What Is a Ladder Option?
A ladder option is an exotic option that locks in partial profits once the underlying asset reaches predetermined price levels or "rungs." This guarantees at least some profit, even if the underlying asset retraces beyond these levels before the option expires. Ladder options come in put and call varieties.
Do not confuse ladder options, which are specific types of options contracts, with long call ladders, long put ladders, and their short counterparts, which are options strategies that involve buying and selling multiple options contracts simultaneously.
How a Ladder Option Works
Ladder options are similar to traditional option contracts that give the holder the right, but not the obligation to buy or sell the underlying asset at a predetermined price at or by a predetermined date. However, a ladder option adds a feature that allows the holder to lock in partial profits at predetermined intervals.
These intervals are fittingly called "rungs" and the more rungs the price of the underlying asset crosses, the more profit locks in.

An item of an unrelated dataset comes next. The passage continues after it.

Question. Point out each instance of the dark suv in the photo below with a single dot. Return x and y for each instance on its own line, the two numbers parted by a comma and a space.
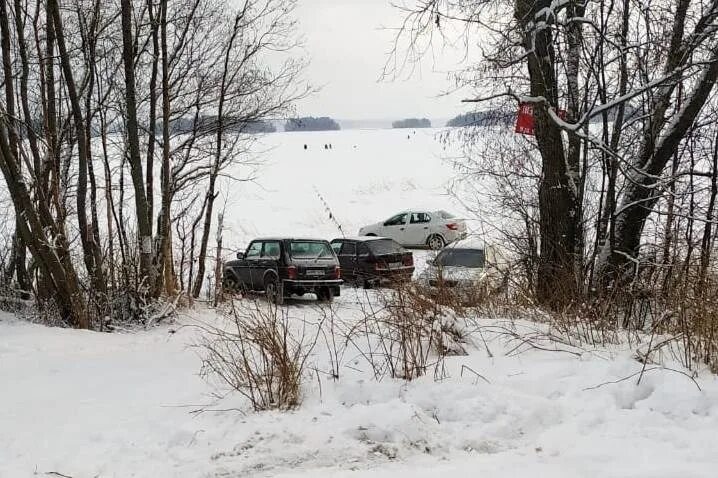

The holder keeps profits based on the highest rung achieved (for calls) or the lowest rung achieved (for puts) regardless if the price of the underlying crosses back below (for calls) or above (for puts) those rungs before expiration.
Because the holder earns non-returnable partial profits as the trade develops, total risk is much lower than for traditional vanilla options. The trade-off, of course, is that ladder options are more expensive than similar vanilla options.
Example of a Ladder Option
Consider a ladder call option where the underlying asset price is 50 and the strike price is 55. Rungs are set at 60, 65, and 70. If the underlying price reaches 62, the profit locks in at 5 (rung minus strike or 60 - 55). If the underlying reaches 71, then the locked in profit increases to 15 (new rung minus strike or 70 - 55), even if the underlying falls below these levels before the expiration date.
As with vanilla options, there is time value associated with ladder options. Therefore, the traded price for call options is usually above the locked in profit amount, and declining as the expiration date approaches.
If the price of the underlying falls below any of the triggered rungs, again for calls, it almost does not matter to the price of the option because the partial profit is guaranteed. Although, this is an oversimplification because the lower the underlying moves below the highest triggered rung, the less likely it will be to rally back to exceed that rung and reach the next rung.